The Argentinian DNA dish shares many similarities with Austrian Viennese schnitzel and American fried chicken fillet. However, the Milanese has his roots in Italy, and the original dish dates back to the city of Milan already famous Milanese schnitzel .
Post 8: Arepa (Venezuela)
The arepa It is a very versatile cornbread made from ground corn masa or precooked cornmeal. It is commonly consumed in Venezuela, Colombia, Panama, Puerto Rico and the Dominican Republic. In Venezuela, arepa is consumed at any time of the day and throughout the country.
It’s usually filled with a variety of toppings and the combinations are endless, from beans, cheese and avocado to grated beef and onions. For a Venezuelan breakfast, arepas are traditionally accompanied by a cup of strong coffee and hot chocolate.
Position 7: Dulce de leche (Argentina)
“The caramel sauce it is made by heating sweetened cow’s milk until it caramelizes and reaches a thick consistency, sufficient to serve as a spread, as a filling in cakes, desserts or as an ice cream coating, ”they say. they on the specialized site.
Puesto 6: Feijoada (Brazil)
Complete feijoada or feijoada is Brazil’s national dish, a hearty stew with pork and black beans. The dish is eaten all over the country, and each family has their own special recipe. Sauteed vegetables, cheese rolls, rice and fresh orange slices are served as an accompaniment to the smoked pork and rich tasting black beans.
Traditionally, it is prepared for lunch on Saturday, so that consumers can sleep. The beans are flavored with onions, tomatoes, cilantro and garlic, while the pork can be enriched with cured meat and smoked pork sausages.

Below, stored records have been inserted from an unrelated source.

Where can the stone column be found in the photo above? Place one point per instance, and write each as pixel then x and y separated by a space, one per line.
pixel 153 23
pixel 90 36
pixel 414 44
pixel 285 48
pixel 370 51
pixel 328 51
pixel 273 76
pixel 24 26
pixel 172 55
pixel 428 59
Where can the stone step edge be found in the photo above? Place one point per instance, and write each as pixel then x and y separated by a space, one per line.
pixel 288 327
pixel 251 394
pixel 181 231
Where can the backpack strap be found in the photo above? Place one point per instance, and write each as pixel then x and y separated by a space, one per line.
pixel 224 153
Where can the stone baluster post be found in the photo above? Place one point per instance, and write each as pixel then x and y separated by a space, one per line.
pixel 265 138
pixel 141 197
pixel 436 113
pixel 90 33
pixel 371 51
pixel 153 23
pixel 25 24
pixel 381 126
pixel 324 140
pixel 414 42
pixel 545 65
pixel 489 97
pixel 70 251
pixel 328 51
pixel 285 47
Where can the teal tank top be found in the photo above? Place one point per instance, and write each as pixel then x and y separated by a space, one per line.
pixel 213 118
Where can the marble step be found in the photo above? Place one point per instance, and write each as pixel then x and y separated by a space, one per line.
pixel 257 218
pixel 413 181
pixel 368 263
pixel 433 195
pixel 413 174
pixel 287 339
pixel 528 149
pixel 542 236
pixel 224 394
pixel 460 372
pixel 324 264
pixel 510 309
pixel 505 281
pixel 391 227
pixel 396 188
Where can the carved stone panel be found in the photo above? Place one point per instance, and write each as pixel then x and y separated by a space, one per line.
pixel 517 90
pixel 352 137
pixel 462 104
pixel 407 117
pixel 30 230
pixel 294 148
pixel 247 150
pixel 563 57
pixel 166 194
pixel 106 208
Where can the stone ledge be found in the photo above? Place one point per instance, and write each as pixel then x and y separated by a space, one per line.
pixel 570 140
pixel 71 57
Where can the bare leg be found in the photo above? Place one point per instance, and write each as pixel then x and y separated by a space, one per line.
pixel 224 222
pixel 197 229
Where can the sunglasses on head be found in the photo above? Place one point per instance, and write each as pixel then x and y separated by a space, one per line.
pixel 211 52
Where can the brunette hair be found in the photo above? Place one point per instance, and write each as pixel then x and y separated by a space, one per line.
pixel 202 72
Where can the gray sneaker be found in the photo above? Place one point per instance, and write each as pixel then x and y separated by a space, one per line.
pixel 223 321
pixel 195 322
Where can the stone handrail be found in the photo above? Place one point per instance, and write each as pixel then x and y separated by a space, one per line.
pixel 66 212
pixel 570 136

Position 5: Parrilla (Argentina)
“Parrilla is an Argentinian word with two meanings: it can be used to describe a typical Argentinian steakhouse or it can refer to a wire grill used to prepare meat,” they explain in TasteAtlas.
The variety of cuts that are eaten on the grill reached the 5th position in the ranking which highlighted the 100 Best South American Foods.

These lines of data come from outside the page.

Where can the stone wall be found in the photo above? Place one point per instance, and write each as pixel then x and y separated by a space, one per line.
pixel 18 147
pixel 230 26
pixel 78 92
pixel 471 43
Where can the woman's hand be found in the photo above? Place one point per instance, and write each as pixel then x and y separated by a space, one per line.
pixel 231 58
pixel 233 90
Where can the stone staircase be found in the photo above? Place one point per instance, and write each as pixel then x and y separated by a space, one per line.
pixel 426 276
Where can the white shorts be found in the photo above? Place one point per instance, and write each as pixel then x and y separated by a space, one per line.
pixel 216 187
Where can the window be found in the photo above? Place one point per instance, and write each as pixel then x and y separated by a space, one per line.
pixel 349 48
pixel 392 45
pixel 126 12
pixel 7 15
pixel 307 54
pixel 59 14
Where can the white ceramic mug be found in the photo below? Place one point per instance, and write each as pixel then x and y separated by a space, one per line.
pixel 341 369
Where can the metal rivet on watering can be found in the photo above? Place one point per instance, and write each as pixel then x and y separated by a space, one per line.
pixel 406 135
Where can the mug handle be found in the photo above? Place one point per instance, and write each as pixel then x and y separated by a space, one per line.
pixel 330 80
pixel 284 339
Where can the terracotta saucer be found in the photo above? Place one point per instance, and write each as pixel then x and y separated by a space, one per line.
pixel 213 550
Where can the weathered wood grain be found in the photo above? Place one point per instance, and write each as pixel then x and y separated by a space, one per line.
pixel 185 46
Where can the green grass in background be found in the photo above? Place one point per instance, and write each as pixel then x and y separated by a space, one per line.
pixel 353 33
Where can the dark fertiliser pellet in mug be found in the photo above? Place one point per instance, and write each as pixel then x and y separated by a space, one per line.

“Considered an example of Argentinian gastronomy and culture, roast is more than just a meal. In Argentina, Chile, Uruguay, Paraguay and several other South American countries, it is a culinary and social event in which friends and family participate to share the pleasure of cooking outdoors. “, they specify on the site specializing in gastronomy, and in turn specify: “This Argentine tradition (and other South American nations) differs from the grill because in the first only the meats are cooked and in the second you can also add accessories such as vegetables”.

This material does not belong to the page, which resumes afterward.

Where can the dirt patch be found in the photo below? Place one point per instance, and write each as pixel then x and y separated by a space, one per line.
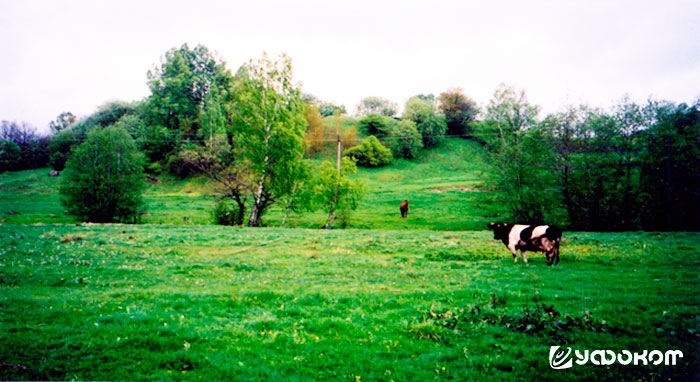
pixel 462 189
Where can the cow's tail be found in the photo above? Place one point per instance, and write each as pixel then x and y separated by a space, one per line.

Post 3: Alfajor (Argentina)
This candy filled with dulce de leche or milk jam – describes TasteAtlas – sandwiched between two sweet cookies is covered with a layer of chocolate or dusted with powdered sugar.
Position 2: Churrasco (Brazil)
“Churrasco is a Brazilian barbecue method where juicy pieces, slices, steaks and chops of beef, veal, lamb, pork and chicken are placed on large skewers and grilled over a wood fire”explains the site.
In restaurants, called steakhouses, the kebabs parade in the restaurant and the waiters go around the tables to present the succulent meat to the hungry diners. Once customers have chosen their preferred type of meat, it is cut from the skewers to the plates in the dining room.
Position 1: Ceviche (Peru)
Ceviche is the National dish del Perú which consists of slices of raw fish or shellfish seasoned with salt, onions and peppers, then marinated in lemon juice. Due to the acidity of lime juice, the texture of the fish changes, as does its color, from pink to white.
The sour marinade, also known as Tiger milk (lit. leche de tigre) “cooks” the meat without any heat involved in the process. Peruvians are used to fresh ingredients, so the fish is sometimes prepared for the ceviche within an hour of being caught.